The novel is partly a rites of passage story, the risks and the skills needed to navigate the conflicting demands, loyalties, responsibilities and pressures on entering adult society. Griet journeys out into the wider world and leaves her little family circle and her old certainties behind. Gaining independence, she experiences a sense of loss and separation: “I was beginning to forget where my mother kept things.” and her mother rebukes her with: “Working for them has turned your head.” And, as with many teenagers, her parents fear losing her: “It’s made you forget who you are and where you come from.” She says: “I have two families now and they must not mix.” She is disturbed by the art she sees at the Vermeers’ and begins to question her old fixed beliefs, the Protestant dogmas acquired from her parents. The concept of apprenticeship is central.
In her new home, she is also an outsider who has to find her way. But this is what allows her to be an objective narrator: “I felt alone there, perched high (in an attic) above the noisy household, able to see it from a distance. Rather like him (Vermeer).” There are several analogies made between her narrative and Vermeer’s painting.
The novel also explores in a very immediate way that students will be able to relate to, power and hierarchies:
· class privilege and poverty and exploitation
· family hierarchies politics
· gender relationships and patriarchy: even the gentle butcher’s boy, Pieter, becomes aggressive and exploitative. Griet has to deal with the conflicting demands of three men. As a female and as a servant, she is vulnerable and is finally trapped by circumstances at the novel’s climax, facing a limited range of options, none fully satisfactory. Yet she does choose and retain some control over her destiny, maintaining her integrity. She is a heroine!

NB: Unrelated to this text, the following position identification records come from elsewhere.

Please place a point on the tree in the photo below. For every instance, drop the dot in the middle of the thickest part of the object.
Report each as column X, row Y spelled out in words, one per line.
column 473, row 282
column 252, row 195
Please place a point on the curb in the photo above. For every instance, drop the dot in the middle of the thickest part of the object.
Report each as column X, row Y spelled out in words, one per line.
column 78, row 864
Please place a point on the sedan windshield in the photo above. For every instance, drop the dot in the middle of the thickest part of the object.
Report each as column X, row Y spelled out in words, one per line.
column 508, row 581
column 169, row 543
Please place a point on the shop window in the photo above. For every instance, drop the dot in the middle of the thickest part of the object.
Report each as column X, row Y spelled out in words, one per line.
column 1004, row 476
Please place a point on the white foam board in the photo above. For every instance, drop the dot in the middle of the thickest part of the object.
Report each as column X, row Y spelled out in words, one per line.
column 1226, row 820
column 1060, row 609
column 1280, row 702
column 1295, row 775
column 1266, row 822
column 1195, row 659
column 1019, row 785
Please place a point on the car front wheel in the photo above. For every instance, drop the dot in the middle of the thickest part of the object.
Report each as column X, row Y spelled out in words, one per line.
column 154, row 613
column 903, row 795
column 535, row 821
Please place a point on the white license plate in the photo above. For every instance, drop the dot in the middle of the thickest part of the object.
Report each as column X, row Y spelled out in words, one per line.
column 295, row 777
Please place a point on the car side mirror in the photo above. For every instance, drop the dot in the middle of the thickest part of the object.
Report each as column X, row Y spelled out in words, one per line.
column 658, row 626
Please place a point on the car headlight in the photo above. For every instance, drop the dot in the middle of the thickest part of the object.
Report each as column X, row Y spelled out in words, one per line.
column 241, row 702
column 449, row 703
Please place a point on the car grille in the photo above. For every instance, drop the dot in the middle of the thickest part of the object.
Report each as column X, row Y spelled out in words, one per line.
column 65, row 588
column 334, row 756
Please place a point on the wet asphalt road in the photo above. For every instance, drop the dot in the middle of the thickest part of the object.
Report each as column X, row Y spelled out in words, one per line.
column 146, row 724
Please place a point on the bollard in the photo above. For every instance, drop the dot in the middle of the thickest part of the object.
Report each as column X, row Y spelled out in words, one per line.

It also raises interesting questions about art and patriarchy: Vermeer is a Master both of painting and of all the women in his family. His female models must be totally passive before his gaze as Subject. (Yet his mother-in-law seems to be the power behind his throne!) And while no one in the novel ever enunciates the possibility (we understand how no one then could imagine it!), the novel raises the question of why Griet could not become an artist herself.